Italian mafia fugitive arrested in Colombia after 4 years on the run is seen visiting Pablo Escobar's grave
Italian police announced on Friday the arrest in Colombia of a dangerous fugitive accused of being the intermediary between the Latin American country's drug cartels and the Naples mafia.
Luigi Belvedere has been sentenced to almost 19 years in jail for international drug trafficking but has been on the run since December 2020.
He was captured in the Colombian city of Medellin overnight.
In announcing his arrest, Italian police released a photo of Belvedere visiting the grave of Pablo Escobar, the founder and boss of the Medellin cartel, who was killed by police in 1993.
Belvedere, a broker from Caserta, north of Naples, "specialized in the illegal importation of cocaine (and) acted as an intermediary between Colombia cartels and some of the clans of the Casalesi," the Italian interior ministry said in a statement,
The Casalesi are a notorious branch of the Camorra mafia.
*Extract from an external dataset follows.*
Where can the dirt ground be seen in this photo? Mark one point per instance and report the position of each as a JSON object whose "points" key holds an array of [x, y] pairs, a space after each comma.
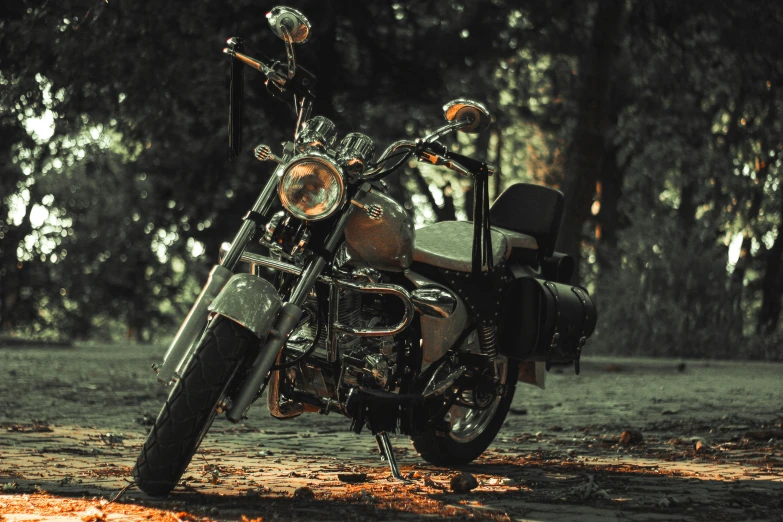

Naples has been the traditional base for the mafia-type Camorra syndicate, an umbrella for many different clans.
Investigators located him in Columbia, where they said he was "active in the organization of drug shipments from South America to Europe," in part because of his use of a "well-known messaging system," police said.
Belvedere, believed to be around 32 years old and who was on the Italian interior ministry's list of dangerous fugitives, was tracked down with the support of Columbian investigators and European Union policing body Europol.
The arrest comes about three months after a Norwegian man accused of leading a crime ring that trafficked cocaine from South America to Europe on sailboats was captured in Colombia. Pazooki Farhad — dubbed "The Profesor" — was detained at El Dorado airport, while his alleged right-hand man and fellow Norwegian Bernsten Bjarte was captured in the Caribbean coastal city of Barranquilla, police said.